Alexandre Ricard, scion of the Ricard Family, took to the stage in his capacity as Chairman and CEO to profusely thank his employees for achieving growth, year after year, reflecting the company’s expanding footprint in its key growth markets (US, China, India…). The crowd was regaled with impressive tales of organic growth, cash flow generation, and debt reduction; staples of a conventional AGM. The results, however, belied a track record of chronic underperformance (on notable operational metrics) vis-à-vis market leader Diageo Plc and the failure to uphold corporate governance best practices. Time and again, Proxinvest has publicly spoken out against the company’s practice of combining the CEO and Chairman positions (since 2015), the disproportionate number of Board seats held by its largest shareholders, and most importantly, its use of double voting rights with excessive terms (after a 10-year holding period). Unsurprisingly, this has made the maker of the famed eponymous pasitis one of the least shareholder-friendly companies in the CAC 40.

Phitrust Active Investors, an open-ended mutual fund (société d’investissement à capital variable, or SICAV) shared our concerns. Pernod Ricard nevertheless was unequivocal in its response to several written questions addressed by the fund to its top brass: double voting rights are an appropriate tool to promote shareholder loyalty. Not to dwell on the subject of shareholder loyalty which, as demonstrated by several practioners, can be achieved through other means, the company’s purported rationale ignores a key category of long-term shareholders: holders of bearer shares who are denied double voting rights irrespective of their holding period.

Making matters worse, neither the over-representation of the two largetst shareholders (Ricard Family and Groupe Bruxelles Lambert), nor the combined Chairman-CEO position were deemed as governance issues by the Board.
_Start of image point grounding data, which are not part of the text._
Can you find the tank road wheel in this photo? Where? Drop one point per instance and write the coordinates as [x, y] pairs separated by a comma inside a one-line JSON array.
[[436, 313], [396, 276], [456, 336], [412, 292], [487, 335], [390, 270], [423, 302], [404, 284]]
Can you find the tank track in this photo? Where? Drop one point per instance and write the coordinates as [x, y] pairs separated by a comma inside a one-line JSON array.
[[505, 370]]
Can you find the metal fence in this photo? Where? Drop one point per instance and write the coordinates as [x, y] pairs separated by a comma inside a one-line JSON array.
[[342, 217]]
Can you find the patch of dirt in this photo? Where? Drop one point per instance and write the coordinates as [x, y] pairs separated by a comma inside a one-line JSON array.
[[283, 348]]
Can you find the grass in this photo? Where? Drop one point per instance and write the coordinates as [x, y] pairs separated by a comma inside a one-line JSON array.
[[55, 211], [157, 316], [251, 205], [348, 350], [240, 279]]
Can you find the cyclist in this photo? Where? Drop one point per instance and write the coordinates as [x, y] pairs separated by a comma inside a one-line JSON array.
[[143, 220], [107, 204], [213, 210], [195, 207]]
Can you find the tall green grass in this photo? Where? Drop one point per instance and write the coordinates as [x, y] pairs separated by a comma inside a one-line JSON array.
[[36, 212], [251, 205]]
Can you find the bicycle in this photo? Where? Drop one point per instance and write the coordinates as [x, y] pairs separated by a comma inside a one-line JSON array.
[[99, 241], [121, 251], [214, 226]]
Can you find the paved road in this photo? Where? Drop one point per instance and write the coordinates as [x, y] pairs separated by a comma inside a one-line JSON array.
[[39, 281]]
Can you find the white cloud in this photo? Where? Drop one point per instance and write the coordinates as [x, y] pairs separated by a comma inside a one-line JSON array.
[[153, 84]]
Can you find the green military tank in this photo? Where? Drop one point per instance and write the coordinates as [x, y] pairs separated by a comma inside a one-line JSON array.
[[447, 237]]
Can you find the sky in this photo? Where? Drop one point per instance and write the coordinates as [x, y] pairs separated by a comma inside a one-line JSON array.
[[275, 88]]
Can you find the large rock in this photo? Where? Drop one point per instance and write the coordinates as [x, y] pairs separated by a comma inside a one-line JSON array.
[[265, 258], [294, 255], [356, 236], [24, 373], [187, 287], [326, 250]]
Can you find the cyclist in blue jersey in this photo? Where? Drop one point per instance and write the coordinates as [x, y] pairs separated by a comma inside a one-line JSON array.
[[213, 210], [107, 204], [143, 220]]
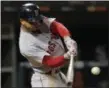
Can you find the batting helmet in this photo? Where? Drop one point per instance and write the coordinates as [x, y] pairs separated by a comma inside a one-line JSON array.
[[30, 12]]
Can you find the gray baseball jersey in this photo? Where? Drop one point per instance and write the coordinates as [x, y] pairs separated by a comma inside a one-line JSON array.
[[34, 47]]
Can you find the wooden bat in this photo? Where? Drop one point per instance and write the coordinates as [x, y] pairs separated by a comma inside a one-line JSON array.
[[70, 72]]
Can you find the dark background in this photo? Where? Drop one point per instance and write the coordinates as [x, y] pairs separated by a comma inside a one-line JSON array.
[[89, 29]]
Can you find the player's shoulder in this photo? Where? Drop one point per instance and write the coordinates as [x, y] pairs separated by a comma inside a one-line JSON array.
[[48, 20]]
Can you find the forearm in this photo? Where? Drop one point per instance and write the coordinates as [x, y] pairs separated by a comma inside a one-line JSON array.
[[60, 29], [53, 62]]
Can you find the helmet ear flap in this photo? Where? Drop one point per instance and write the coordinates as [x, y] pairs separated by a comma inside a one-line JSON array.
[[30, 12]]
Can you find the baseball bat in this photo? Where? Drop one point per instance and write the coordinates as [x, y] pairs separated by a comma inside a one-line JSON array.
[[70, 71]]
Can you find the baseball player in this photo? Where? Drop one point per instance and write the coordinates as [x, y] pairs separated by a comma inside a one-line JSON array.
[[40, 42]]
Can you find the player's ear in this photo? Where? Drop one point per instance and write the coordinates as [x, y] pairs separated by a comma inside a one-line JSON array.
[[25, 24]]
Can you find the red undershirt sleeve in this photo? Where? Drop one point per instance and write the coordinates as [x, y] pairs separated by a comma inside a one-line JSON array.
[[53, 61], [58, 28]]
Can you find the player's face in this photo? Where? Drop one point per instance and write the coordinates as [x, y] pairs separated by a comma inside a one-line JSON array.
[[36, 25]]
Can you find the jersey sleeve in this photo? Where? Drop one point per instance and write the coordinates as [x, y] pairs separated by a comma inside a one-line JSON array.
[[59, 28]]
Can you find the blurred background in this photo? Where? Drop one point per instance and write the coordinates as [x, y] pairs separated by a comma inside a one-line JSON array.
[[88, 23]]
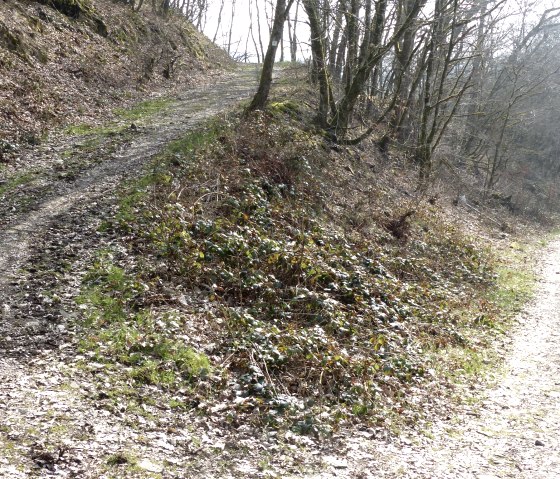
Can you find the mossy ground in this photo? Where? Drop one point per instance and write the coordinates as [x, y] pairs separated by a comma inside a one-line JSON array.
[[237, 278]]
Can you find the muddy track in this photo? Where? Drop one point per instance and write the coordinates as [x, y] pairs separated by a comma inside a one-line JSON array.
[[63, 199], [52, 422]]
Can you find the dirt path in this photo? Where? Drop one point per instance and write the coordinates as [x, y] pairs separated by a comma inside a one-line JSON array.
[[53, 420], [59, 421], [513, 432]]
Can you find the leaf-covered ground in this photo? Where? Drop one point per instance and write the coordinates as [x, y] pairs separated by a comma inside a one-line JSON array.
[[252, 301]]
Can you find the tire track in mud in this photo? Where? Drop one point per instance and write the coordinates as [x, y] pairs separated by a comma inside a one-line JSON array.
[[98, 183]]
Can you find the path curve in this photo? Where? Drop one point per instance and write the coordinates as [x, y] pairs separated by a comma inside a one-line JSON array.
[[53, 421]]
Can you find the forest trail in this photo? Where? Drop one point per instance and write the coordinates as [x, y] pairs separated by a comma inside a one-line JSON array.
[[512, 432], [50, 423], [55, 422]]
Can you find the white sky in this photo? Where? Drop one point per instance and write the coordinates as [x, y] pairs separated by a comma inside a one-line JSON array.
[[242, 23]]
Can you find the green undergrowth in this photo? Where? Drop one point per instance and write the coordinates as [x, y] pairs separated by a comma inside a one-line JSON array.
[[124, 116], [15, 181], [307, 325], [133, 337]]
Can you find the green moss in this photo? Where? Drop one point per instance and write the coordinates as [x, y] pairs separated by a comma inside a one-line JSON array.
[[144, 109], [117, 331]]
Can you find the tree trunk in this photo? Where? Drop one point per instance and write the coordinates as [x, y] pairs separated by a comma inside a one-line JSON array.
[[261, 97]]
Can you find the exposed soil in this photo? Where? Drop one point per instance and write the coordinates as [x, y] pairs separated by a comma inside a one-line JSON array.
[[59, 420]]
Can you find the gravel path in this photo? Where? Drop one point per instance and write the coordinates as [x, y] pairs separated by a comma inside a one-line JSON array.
[[513, 432], [55, 422]]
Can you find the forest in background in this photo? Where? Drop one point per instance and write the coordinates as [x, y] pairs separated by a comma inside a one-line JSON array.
[[466, 86]]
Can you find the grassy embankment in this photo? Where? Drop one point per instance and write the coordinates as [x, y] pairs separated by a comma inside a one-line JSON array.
[[247, 278]]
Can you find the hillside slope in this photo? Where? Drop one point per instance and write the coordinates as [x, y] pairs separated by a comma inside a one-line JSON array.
[[63, 62]]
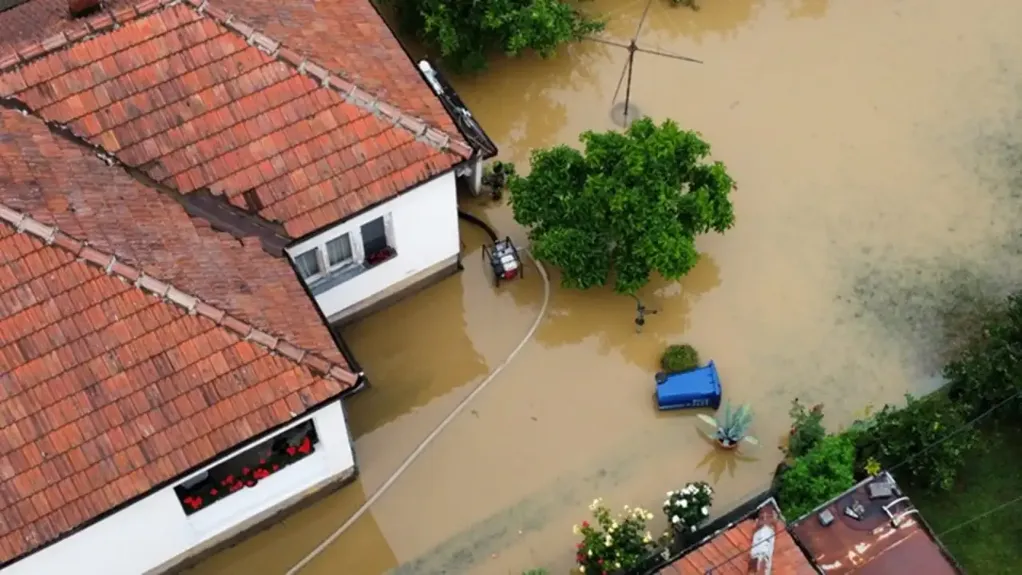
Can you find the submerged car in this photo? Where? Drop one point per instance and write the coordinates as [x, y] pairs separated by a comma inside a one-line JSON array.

Whereas the Ricard Family shareholder pact holds almost 15% of shares, it controls 36% of Board seats. The Board’s justification that directors represent all shareholders regardless of family affiliation, essentially a regurgitation of a director’s legal responsibility, is as disconcerting as it is unconvincing.

Fortunately, a sizable number of shareholders heeded our concerns. Case in point were the re-elections of Veronica Vargas, a great granddaughter of company founder Paul Ricard, and Paul Ricard SA (largest member of the aforementioned shareholder pact, represented by Paul-Charles Ricard, another third-generation descendant of the founder) which received opposition rates of 18.11% and 11% respectively.

Shareholders should further note that Veronica Vargas was identified as a related party in the Statutory Auditor’s Special Report on Regulated Agreements and Commitments with Related Parties due to her employment at Société Générale Corporate & Investment Banking (SG CIB). The bank provided financing as part of its regulated agreement with the company, and yet, contrary to the spirit of the law, the report failed to disclose the interest paid for such financing. However, Deloitte and KPMG, the company’s auditors who are ultimately responsible for the disclosure of such crucial details, were not sanctioned by shareholders.

No true AGM tale is complete without addressing one of the most headline-grabbing topics on the agenda: executive compensation. In a rare departure from the norm, Pernod Ricard failed to disclose all the components of Alexandre Ricard’s compensation in the standard overview table typically found in a French company’s reference document. Notably absent from said table was a sum to the tune of €2.7M awarded to the company chief to compensate him for forgoing his rights to a “Top Hat” pension plan. Once taken into account, this payment would increase Alexandre Ricard’s total compensation to €6.3M. Notwithstanding this adjustment, the orginial total compensation of €3.6M was deemed excessive in so far as alignment with performance is concerned. Shareholders were regrettably unfazed: 97% of them voted to approve the “Say on Pay” resolution.